Threads: The OS Owns the Schedule

std::thread, introduced in C++11, wraps a kernel thread. When you call std::thread t(fn), the OS allocates a dedicated stack (typically 8 MB on Linux), registers the thread with its scheduler, and places it in the run queue. From that point, the OS decides when your thread runs. Your code has no direct say in when it gets CPU time.

The classic producer/consumer pattern illustrates how this model handles waiting:

std::mutex mtx;
std::condition_variable cv;
std::queue<int> work_queue;
bool done = false;

void producer() {
    for (int i = 0; i < 1000; ++i) {
        {
            std::unique_lock lock(mtx);
            work_queue.push(i);
        }
        cv.notify_one();
    }
    { std::unique_lock lock(mtx); done = true; }
    cv.notify_all();
}

void consumer() {
    while (true) {
        std::unique_lock lock(mtx);
        cv.wait(lock, [] { return !work_queue.empty() || done; });
        if (work_queue.empty()) break;
        int val = work_queue.front();
        work_queue.pop();
        lock.unlock();
        process(val);
    }
}

When the consumer calls cv.wait(), it executes a syscall that tells the kernel to block this thread until the condition changes.
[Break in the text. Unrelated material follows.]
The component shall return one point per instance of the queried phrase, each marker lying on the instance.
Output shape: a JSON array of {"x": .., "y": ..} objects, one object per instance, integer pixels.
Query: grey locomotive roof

The kernel removes the thread from the run queue, saves its state (registers, stack pointer, instruction pointer, thread-local storage), and schedules something else. When the producer calls cv.notify_one(), the kernel marks the consumer as runnable again, but it does not run until the scheduler gives it a slot.

That round-trip through the kernel is the cost. A context switch on Linux involves saving and restoring roughly 100 registers on x86-64, updating kernel data structures, and potentially causing TLB flushes and cache misses when the thread resumes on a different CPU core. Measured end-to-end, a context switch typically costs somewhere between 1 and 10 microseconds. That range is harmless when threads do useful work for milliseconds at a time. It becomes a problem when you have ten thousand network connections, each blocking its own thread, spending most of its time in cv.wait() or recv() while the scheduler churns through a run queue that is mostly idle.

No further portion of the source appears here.